Getting Started with SpotterBase
Installation
You can install SpotterBase from source:
git clone https://github.com/jfschaefer/spotterbase
cd spotterbase
python3 -m pip install -r requirements.txt
python3 -m pip install -e .
If you want, you can test the installation by running the tests:
python3 -m spotterbase.test
Note
On some systems, you may have to use python instead of python3.
You should use python 3.10 or higher.
Ways to use SpotterBase
SpotterBase can be used in different ways:
As a format: Without using SpotterBase at all, you can use the SpotterBase format for annotations, and exchange them with other people or systems.
As a command line tool: SpotterBase provides various commands for pre-processing documents and converting annotations in different formats.
As a library: SpotterBase has a lot of functionality for working with annotations and documents.
As a framework: SpotterBase can act as a framework for building and running your own spotters.
How can I develop a spotter?
Corresponding to the three ways of using SpotterBase, There are three ways to develop a spotter:
Use the SpotterBase command line tools and develop your own spotter as a separate program.
Approach:
Use the SpotterBase command line tools to pre-process the documents or download an existing pre-processed corpus. Depending your needs, you may need a custom pre-processing pipeline.
Run your custom spotter over the pre-processed documents and create annotations.
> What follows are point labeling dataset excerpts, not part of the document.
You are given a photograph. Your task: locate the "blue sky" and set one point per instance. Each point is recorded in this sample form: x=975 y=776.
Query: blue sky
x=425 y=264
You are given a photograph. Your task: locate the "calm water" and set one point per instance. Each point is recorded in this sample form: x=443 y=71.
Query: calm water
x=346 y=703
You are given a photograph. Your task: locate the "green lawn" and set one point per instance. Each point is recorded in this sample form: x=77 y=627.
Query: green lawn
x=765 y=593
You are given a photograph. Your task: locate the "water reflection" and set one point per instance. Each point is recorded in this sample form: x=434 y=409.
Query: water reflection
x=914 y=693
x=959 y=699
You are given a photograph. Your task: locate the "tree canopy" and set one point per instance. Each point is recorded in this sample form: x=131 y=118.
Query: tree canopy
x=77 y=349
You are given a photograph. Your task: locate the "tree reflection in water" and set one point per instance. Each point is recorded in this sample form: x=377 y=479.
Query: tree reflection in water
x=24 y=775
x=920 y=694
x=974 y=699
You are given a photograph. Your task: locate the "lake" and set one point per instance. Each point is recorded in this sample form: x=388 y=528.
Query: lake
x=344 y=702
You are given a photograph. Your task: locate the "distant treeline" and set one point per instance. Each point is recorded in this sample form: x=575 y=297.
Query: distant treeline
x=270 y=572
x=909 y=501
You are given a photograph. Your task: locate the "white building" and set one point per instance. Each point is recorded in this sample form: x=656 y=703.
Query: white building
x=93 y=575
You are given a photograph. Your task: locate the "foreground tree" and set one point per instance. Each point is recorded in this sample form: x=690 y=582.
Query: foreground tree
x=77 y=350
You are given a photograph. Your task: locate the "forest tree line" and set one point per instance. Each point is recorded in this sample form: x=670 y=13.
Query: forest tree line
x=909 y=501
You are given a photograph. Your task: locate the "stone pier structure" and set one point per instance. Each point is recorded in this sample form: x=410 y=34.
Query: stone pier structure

Use the SpotterBase command line tools to convert the annotations to the desired format.
- Advantages:
You don’t have to get to know the SpotterBase code base and you don’t have to worry about adding SpotterBase as a dependency. Furthermore, you are free to choose any programming language you want.
- Disadvantages:
The pre-processed documents may not contain all the information you need. Furthermore, you miss out on the existing SpotterBase code for running spotters and aggregating results.
Develop a spotter using SpotterBase as a library.
- Approach:
Iterate over the documents and create the annotations for them. How much of the SpotterBase library you use is up to you.
- Advantages:
You get all the functionality of SpotterBase and you can use it in your own code.
- Disadvantages:
You have to get to know the SpotterBase code base and have SpotterBase as a dependency.
Develop a spotter using SpotterBase as a framework.
- Approach:
Implement your spotter as a subclass of
spotterbase.spotters.spotter.Spotterclass. In particular, you will have to implement a method that takes a document and returns annotations as RDF triples.
- Advantages:
You can use SpotterBase functionality for running your spotter over a corpus and aggregating the results.
- Disadvantages:
You have to get to know the SpotterBase code base and have SpotterBase as a dependency.